Boys Like Trucks and Girls Like Dolls: Becoming a Parent
Becoming a parent is a humbling endeavor from the very start. We all have preconceived ideas and opinions on how we will, perhaps, do it differently. We often have non experience based theories of how child raising should be. There is an almost quaint naivete to our well intentioned but, often, misguided notions of how we will somehow do it better. And then you have children.
Studying sociology in my liberal arts New England University, I was taught that gender proclivities are taught to us by society. The sociological theory being that we are given subtle and overt messages from the moment we are born that socialize us into certain gender roles, stereotypes, habits, and preferences. My professor asserted that without these societal constructs, we would be inherently more neutral and unbiased towards our definitions of ourselves.
I was ready to be the most open minded mother ever. My boy would play with dolls if he wanted to. He could paint his nails if the urge struck him. My daughter could wear a tie, wear short hair, and play baseball with the boys, if she so desired. I was going to be gender neutral and open minded and thoroughly modern. Because I wore my intellectual theories like a badge of pride, so goeth the fall of cold hard truths. My son came into this world with an incomprehensible passion for garbage trucks that made me wonder if I myself had ever loved anything as much as that kid loved a giant green garbage truck. My daughter has been obsessed with babies since she was able to hold her arms out and take hold of a babydoll; she has barely thought of much else.They were thoroughly and completely entrenched in traditional male and female interests and definitions.

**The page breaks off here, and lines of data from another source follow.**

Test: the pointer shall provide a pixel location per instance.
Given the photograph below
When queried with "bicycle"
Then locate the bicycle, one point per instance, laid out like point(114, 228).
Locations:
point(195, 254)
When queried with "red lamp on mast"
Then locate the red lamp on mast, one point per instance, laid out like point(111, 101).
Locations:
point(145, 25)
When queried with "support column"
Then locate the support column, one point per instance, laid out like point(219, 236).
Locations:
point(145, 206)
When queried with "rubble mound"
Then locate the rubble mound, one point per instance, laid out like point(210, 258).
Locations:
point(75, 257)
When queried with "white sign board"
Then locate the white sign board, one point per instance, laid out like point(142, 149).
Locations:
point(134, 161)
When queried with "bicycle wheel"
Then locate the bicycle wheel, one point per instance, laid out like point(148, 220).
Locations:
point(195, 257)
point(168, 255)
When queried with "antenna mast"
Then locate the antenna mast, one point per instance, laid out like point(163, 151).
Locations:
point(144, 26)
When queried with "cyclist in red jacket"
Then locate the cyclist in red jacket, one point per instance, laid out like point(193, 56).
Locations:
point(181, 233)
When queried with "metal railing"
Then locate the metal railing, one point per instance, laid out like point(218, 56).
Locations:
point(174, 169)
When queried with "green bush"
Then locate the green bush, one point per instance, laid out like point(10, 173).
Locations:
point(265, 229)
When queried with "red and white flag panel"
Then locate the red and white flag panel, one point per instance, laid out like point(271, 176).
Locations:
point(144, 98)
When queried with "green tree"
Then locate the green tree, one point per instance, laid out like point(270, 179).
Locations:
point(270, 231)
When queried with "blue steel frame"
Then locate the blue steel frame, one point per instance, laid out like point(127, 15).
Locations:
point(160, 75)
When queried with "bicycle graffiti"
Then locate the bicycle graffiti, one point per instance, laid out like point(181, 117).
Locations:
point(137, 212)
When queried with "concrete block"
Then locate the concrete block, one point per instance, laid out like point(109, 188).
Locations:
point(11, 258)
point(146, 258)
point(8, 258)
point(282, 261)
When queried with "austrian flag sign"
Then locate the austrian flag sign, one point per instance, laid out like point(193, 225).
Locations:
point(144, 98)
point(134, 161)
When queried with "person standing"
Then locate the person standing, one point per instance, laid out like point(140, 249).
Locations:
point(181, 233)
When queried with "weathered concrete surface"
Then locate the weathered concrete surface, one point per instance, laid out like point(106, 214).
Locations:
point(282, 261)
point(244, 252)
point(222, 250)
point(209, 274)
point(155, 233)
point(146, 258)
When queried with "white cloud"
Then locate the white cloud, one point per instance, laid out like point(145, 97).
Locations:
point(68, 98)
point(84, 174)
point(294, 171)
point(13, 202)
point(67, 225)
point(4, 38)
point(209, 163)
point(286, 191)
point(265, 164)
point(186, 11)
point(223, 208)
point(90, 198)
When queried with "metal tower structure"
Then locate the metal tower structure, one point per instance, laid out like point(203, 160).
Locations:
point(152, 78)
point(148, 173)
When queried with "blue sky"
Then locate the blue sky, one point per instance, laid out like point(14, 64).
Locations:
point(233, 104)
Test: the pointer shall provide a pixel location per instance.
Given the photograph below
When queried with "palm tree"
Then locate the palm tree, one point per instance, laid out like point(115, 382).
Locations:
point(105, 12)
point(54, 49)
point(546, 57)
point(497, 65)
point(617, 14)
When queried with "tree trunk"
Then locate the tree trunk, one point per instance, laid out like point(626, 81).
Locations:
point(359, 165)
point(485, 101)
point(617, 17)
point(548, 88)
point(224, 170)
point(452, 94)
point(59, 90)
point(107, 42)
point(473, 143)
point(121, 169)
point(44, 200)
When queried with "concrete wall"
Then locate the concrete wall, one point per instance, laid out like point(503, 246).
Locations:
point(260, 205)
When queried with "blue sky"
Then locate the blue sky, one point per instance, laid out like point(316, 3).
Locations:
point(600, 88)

Not to say this is everyone’s truth, but it was mine. And it was all ok. Because they were genuinely being who they were. If they had been the kind of kids that eschewed traditional gender stereotypes, I’m proud to say that I would have been fine with it. I am also fine with the fact that I now don’t believe in what the sociology professor espoused. There are ingrained parts of ourselves that are just truly to our core, who we are. Whether we are gay, straight, or transgender, my experience as a mother taught me the humility of letting experience be the best teacher. I am honored to settle into the great unfolding unknown of each passing day of motherhood with all that these little souls came here to teach me.